2. Model Positive-sum Model ini merupakan antithesis dari model zero-sum dimana positive-
sum lebih focus pada pengidentifikasian dan pemecahan isu-isu kolektif, menekankan pada 11
penilaian terhadap lingkungan internal dan eksteranal dan lebih dominan pada tindakaan. Dalam
mengoptimalisasi kelembagaan ekonomi nelayan maka pemerintah membangun kemitraan yang
sejajar dengan pihak kelompok nelayan dalam menggerakkan perluasan secara gradual dan
memberikan asistensi teknis pada operasionalisasi kegiatan, pemberdayaan kelembagaan.
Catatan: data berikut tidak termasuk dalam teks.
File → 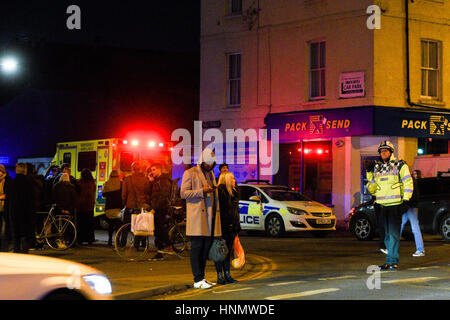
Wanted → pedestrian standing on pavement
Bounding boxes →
[400,170,425,257]
[52,173,78,217]
[0,164,12,252]
[180,149,222,289]
[217,163,229,182]
[366,161,387,254]
[215,172,241,284]
[147,163,172,260]
[122,161,150,223]
[77,169,97,244]
[27,163,45,248]
[120,161,150,247]
[367,141,414,271]
[103,170,123,246]
[44,165,61,206]
[7,163,35,253]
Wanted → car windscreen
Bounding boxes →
[263,188,312,201]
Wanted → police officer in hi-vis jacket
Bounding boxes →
[366,141,414,270]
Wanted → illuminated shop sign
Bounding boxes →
[375,110,450,139]
[266,107,373,142]
[265,106,450,143]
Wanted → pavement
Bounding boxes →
[30,230,271,300]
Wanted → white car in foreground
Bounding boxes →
[0,252,112,300]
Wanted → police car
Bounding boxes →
[238,180,336,237]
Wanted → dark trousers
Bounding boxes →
[154,212,169,250]
[191,236,212,282]
[215,232,236,273]
[374,203,386,249]
[105,218,122,244]
[0,212,10,252]
[76,211,95,244]
[381,206,403,265]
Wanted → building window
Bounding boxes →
[420,40,441,99]
[227,53,241,107]
[309,41,325,99]
[230,0,242,14]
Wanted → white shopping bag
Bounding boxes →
[131,210,155,236]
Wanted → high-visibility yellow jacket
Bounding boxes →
[366,155,414,206]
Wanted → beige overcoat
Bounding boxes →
[180,165,222,236]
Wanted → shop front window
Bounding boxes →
[273,141,333,204]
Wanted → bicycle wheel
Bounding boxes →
[114,223,150,261]
[44,217,77,251]
[170,222,189,253]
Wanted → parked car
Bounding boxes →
[348,175,450,242]
[0,252,112,300]
[239,183,336,237]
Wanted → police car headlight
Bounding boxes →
[83,274,112,295]
[287,207,308,216]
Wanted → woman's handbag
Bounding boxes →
[208,190,228,262]
[105,209,123,221]
[208,237,228,262]
[231,236,245,269]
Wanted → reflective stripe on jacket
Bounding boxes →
[366,155,414,206]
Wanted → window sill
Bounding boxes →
[302,98,328,106]
[223,12,242,20]
[418,97,445,107]
[225,105,242,110]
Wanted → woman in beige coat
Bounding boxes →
[180,149,222,289]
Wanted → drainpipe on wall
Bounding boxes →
[405,0,448,111]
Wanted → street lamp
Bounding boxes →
[0,57,18,74]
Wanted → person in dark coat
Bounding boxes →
[0,164,12,252]
[77,169,97,244]
[102,170,123,246]
[147,163,172,260]
[215,172,241,284]
[52,174,78,216]
[7,163,34,253]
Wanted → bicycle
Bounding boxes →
[114,178,190,261]
[35,204,77,251]
[114,206,189,261]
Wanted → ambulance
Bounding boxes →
[51,138,176,216]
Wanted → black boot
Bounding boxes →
[217,272,227,284]
[225,271,237,283]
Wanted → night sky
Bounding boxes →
[0,0,200,52]
[0,0,200,167]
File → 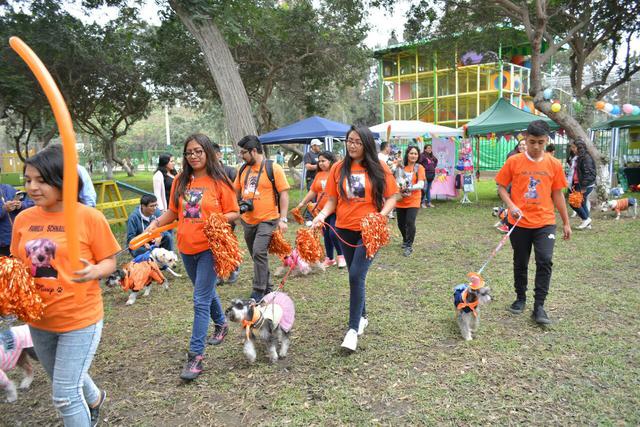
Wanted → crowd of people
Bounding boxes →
[0,121,595,426]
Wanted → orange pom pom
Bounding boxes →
[360,212,390,258]
[204,213,242,279]
[296,228,324,263]
[291,208,304,224]
[269,228,293,258]
[569,191,584,208]
[0,257,44,322]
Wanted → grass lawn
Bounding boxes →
[0,179,640,426]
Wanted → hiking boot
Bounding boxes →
[207,323,229,345]
[89,390,107,427]
[509,299,526,314]
[180,352,204,381]
[531,305,551,325]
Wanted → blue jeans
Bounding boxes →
[324,213,342,259]
[29,320,102,427]
[337,228,373,331]
[180,249,226,354]
[572,184,596,221]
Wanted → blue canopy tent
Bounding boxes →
[258,116,379,191]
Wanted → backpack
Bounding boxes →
[238,159,280,213]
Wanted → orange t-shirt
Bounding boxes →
[496,153,567,228]
[234,163,289,224]
[169,175,240,255]
[311,171,329,215]
[396,163,427,209]
[11,203,120,332]
[325,161,398,231]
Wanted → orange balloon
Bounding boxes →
[9,37,86,304]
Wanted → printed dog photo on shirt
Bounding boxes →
[183,188,204,218]
[347,173,366,199]
[25,239,58,279]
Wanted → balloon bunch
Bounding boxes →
[204,213,242,279]
[0,257,44,322]
[596,101,640,116]
[360,212,390,258]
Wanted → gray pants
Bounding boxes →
[242,219,278,293]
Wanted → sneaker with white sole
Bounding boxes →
[358,317,369,336]
[340,329,358,351]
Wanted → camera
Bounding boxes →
[238,200,253,214]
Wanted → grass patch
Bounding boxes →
[0,180,640,426]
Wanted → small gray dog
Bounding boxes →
[225,292,295,363]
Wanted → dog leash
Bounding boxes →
[478,213,522,274]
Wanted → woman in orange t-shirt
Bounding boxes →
[147,134,240,381]
[297,151,347,268]
[312,126,398,351]
[11,145,120,426]
[396,145,425,256]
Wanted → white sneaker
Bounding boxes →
[341,329,358,351]
[578,218,592,230]
[358,317,369,336]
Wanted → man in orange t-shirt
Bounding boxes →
[234,135,289,301]
[496,120,571,324]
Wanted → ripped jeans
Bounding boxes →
[29,320,102,427]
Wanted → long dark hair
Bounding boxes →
[173,133,233,206]
[318,151,336,169]
[22,144,82,201]
[403,145,420,166]
[338,126,385,210]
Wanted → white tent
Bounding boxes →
[369,120,462,140]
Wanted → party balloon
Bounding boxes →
[9,37,82,304]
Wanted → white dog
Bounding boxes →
[0,325,37,402]
[600,197,638,220]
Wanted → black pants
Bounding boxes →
[510,225,556,306]
[396,208,420,246]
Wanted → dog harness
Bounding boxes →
[453,284,479,317]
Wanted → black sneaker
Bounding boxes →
[89,390,107,427]
[531,305,551,325]
[509,299,526,314]
[207,323,229,345]
[180,352,204,381]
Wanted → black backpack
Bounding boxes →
[238,159,280,213]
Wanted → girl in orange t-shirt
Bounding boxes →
[147,134,240,381]
[396,145,425,256]
[297,151,347,268]
[312,126,398,351]
[11,145,120,426]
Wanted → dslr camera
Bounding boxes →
[238,200,253,214]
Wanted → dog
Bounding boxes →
[600,197,638,220]
[273,249,326,277]
[0,325,38,403]
[453,273,491,341]
[225,292,296,363]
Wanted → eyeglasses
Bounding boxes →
[183,150,204,159]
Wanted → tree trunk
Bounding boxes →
[169,0,256,150]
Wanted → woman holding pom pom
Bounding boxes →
[312,126,398,351]
[11,145,120,426]
[297,151,347,268]
[147,134,240,381]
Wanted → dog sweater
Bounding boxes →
[0,325,33,387]
[262,292,296,332]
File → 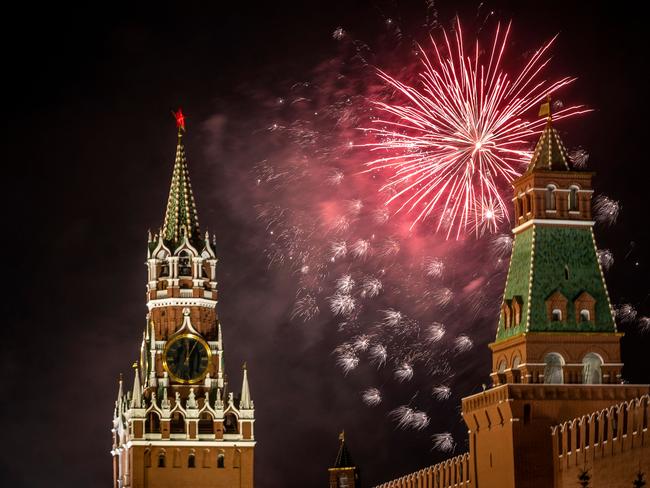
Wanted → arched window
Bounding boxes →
[158,450,166,468]
[497,359,508,374]
[223,413,238,434]
[515,198,524,218]
[544,352,564,385]
[178,251,192,276]
[232,449,241,468]
[199,412,214,434]
[144,412,160,434]
[169,412,185,434]
[512,295,522,326]
[144,448,151,468]
[582,352,603,385]
[546,185,555,210]
[569,186,578,212]
[501,300,512,329]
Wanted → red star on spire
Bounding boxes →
[172,107,185,132]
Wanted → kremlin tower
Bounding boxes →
[111,110,255,488]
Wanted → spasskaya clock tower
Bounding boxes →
[111,109,255,488]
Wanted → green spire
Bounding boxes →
[334,431,354,468]
[526,116,570,173]
[497,225,616,341]
[161,114,201,247]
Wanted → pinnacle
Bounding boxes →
[526,117,571,173]
[161,124,201,247]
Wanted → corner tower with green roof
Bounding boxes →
[490,105,622,384]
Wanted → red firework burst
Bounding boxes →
[362,21,589,238]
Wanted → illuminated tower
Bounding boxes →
[329,431,361,488]
[463,103,648,488]
[111,110,255,488]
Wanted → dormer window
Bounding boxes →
[178,253,192,276]
[569,186,578,212]
[512,295,522,326]
[573,291,596,323]
[546,185,556,211]
[223,413,239,434]
[501,300,512,329]
[546,290,569,323]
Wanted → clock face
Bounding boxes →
[163,334,211,383]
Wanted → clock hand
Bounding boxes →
[187,341,199,358]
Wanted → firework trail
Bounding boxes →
[592,195,621,226]
[431,432,456,452]
[363,19,587,238]
[389,405,431,430]
[210,5,604,446]
[361,388,381,407]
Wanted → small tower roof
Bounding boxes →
[131,363,142,408]
[161,109,201,248]
[526,100,571,173]
[239,363,252,409]
[334,430,354,468]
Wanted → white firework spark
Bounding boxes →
[346,199,363,216]
[336,274,356,295]
[454,334,474,354]
[616,303,636,324]
[372,207,390,225]
[490,234,514,259]
[431,385,451,401]
[592,195,621,226]
[368,344,388,368]
[569,147,589,169]
[329,293,357,317]
[424,257,445,278]
[598,249,614,271]
[327,169,345,186]
[379,237,400,257]
[350,239,370,259]
[332,26,345,41]
[291,294,320,322]
[330,215,350,232]
[639,317,650,334]
[334,344,359,375]
[431,287,454,307]
[431,432,456,452]
[388,405,430,430]
[381,308,405,327]
[361,388,381,407]
[361,276,384,298]
[330,241,348,261]
[427,322,445,342]
[352,334,370,352]
[393,361,413,383]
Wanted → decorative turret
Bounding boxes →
[490,102,622,384]
[329,431,361,488]
[239,363,253,410]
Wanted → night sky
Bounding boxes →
[0,1,650,488]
Kelompok-kelompok nelayan berupaya memanfaatkan fasilitas dan anggaran yang disediakan
pemerintah untuk melakukan peningkatan kapasitas individual dan penataan organisasi.
Tingkatan sistem dengan melalukan penyesuian terhadap tuntutan dan aspirasi masyarakat yang
berkembang. Pemerintah menyiapkan strategi kebijakan dalam skala waktu opersional tertentu
hingga pengembangan kelembagaan ekonomi nelayan telah mengarah pada kemandirian yang
terbangun dari hasil sinergi antar stake-holders pembangunan. Pola pembinaan yang dilakukan
secara menyebar di seluruh unit terkecil kelompok, sehingga dapat memperkuat basis legitimasi
dalam mengambil tindakan yang berdimensi luas bagi masyarakat. Pembangunan kelembagaan
ekonomi nelayan adalah suatu proses generic yang berarti bahwa ia dapat diterapkan dalam
bentuk inovesi sosial yang tidak dipaksakan pada masyarakat karena hal tersebut bukanlah suatu
model perubahan sosial yang ekslusif yang tidak meneranngkan perubahan-perubahan yang
terjadi oleh proses-proses yang sembarangan atau penyebaran yang tidak direncanakan maupun
terjadi melalui tindakan revolusioner. Tetapi walaupun Pembangunan Lembaga bukanlah suatu
model yang universal tentang perubahan sosial namun ia dapat diterapkan untuk keadaan dalam
komunitas nelayan.
PENUTUP
Kesimpulan dan Saran Untuk mengembangkan sektor ekonomi di pamekasan salah satunya
yaitu melalui Optimalisasi Kelembagaan Ekonomi Nelayan melalui pendekatan model
kelembagaan. Pembangunan kelembagaan ekonomi nelayan adalah suatu proses generik.
Walaupun pembangunan lembaga bukanlah suatu model yang universal tntang perubahan sosial
tetapi dapat diterapkan untuk keadaan dalam komunitas nelayan. Perlu dilakukan koreksi apabila
terjadi kekeliruan dalam penulisan ini agar bisa lebih baik lagi untuk kedepannya.